I explain that I’m from National Review, and that I support legalizing marijuana — and almost everything else, really. After a little back-and-forth debate about merits of that policy, I ask what Mike thinks that the general attitude would be in the room toward a more permissive drug regime. “You might get a few of the Paulistas who support it. The Ronuluns,” Bayham tells me, smiling slightly. “But not really. The government shouldn’t be suggesting that drugs are okay.” I ask if there are many Ron Paul types here. “No, not really.” If there is a libertarian shift in the party, it doesn’t appear to be on display here.
And what of Rand, as opposed to his father? “I don’t think he’s much different to his father, Bayham says. “He’s aware of his problem and he’s trying to hide it – but it’s difficult for him to do that.” What is that problem? “He’s just very much like his father, really.”
I ask who he favors. “Well, up until about six months ago, it would have been Marco Rubio. But now, I like Scott Walker.” Is this because of Rubio’s immigration activism. “Yes.” Later, I mention Bobby Jindal. “I’m from Louisiana, and I don’t think that Jindal could get elected now in his own house!” Bayham concludes. This is a fairly common assessment.
Scott Walker’s name is mentioned a lot. But something about the way it is invoked bothers me slightly, and I can’t help wondering about the extent to which he is benefiting from being unscathed and — nationally at least — untested. Walker is a successful governor of Wisconsin — a blue state – and an avatar for the reform of union excess. But at some point, he’ll annoy people just as everybody else has. Rubio has upset many with his immigration bill; Jindal has, many claim, been found wanting; Paul Ryan was on a losing ticket in 2012, as was Sarah Palin; Rick Santorum lost a primary, as did Rick Perry; Chris Christie irritated some Republicans when he appeared to be so chummy with the president just days before an election; and Rand Paul is, among this crowd at least, mistrusted for his libertarianism. Scott Walker is certainly an impressive man. But, talking to the attendees, I’m left wondering to what extent he remains a Rorsach test onto whom the rank and file can project their desires without pushback.

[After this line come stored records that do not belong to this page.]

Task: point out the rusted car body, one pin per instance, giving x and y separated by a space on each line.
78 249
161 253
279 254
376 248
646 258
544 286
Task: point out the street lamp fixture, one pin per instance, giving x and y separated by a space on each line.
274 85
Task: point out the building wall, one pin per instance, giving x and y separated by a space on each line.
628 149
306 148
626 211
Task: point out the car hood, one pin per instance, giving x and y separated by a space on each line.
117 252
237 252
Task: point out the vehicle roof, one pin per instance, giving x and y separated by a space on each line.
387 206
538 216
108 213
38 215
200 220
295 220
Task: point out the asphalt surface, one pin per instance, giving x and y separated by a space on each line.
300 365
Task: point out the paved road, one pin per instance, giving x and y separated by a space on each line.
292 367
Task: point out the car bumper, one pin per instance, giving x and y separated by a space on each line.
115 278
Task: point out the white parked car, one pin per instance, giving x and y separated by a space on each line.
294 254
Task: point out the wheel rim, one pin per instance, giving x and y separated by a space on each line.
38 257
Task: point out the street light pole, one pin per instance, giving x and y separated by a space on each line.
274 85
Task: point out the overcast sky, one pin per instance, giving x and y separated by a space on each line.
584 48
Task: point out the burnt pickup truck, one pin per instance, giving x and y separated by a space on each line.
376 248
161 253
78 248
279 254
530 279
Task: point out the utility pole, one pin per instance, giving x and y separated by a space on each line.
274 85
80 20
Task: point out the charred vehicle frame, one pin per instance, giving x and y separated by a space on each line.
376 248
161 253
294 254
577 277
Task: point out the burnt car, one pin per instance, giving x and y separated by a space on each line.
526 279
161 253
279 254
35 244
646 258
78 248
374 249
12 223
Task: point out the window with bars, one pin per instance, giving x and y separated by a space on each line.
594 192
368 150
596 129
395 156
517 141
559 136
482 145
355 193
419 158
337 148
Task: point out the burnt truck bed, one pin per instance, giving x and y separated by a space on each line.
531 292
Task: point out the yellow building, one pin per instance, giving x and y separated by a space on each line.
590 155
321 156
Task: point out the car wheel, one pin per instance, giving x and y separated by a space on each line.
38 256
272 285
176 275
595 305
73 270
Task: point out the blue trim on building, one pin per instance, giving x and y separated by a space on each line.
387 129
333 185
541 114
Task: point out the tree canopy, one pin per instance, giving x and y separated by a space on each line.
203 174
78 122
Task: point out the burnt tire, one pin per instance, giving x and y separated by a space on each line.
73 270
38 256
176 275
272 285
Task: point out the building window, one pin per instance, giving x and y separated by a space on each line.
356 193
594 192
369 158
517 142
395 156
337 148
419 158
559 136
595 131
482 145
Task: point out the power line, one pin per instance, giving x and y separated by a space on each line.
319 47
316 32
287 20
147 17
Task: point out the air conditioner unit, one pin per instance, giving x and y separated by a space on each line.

Rick Santorum, whose group, “Patriot Voices,” is a sponsor here, does not currently appear to have the support that he would need to win a second time around. The conference opened yesterday with a pre-recorded video featuring Santorum’s usual spiel: “I was a young Republican.” / “This was the main thing that led to my success and my campaign.” / “There’s a war going on.” / “Conservatives wish to conserve” the ideas of a young country and to “hold onto our founding documents.” / The “Declaration is the heart and soul of America.” I know this because I was listening. But nobody else was. When Santorum started speaking, the room started talking and eating. Not particularly encouraging for him.
“Maybe after Obama and his whole persona, the country will be ready for a Scott Walker,” Bayham suggests. This is interesting. America does tend to tire of certain characteristics and elect people with opposite qualities. But, in a television age, does a quieter, more down-to-earth man really come across?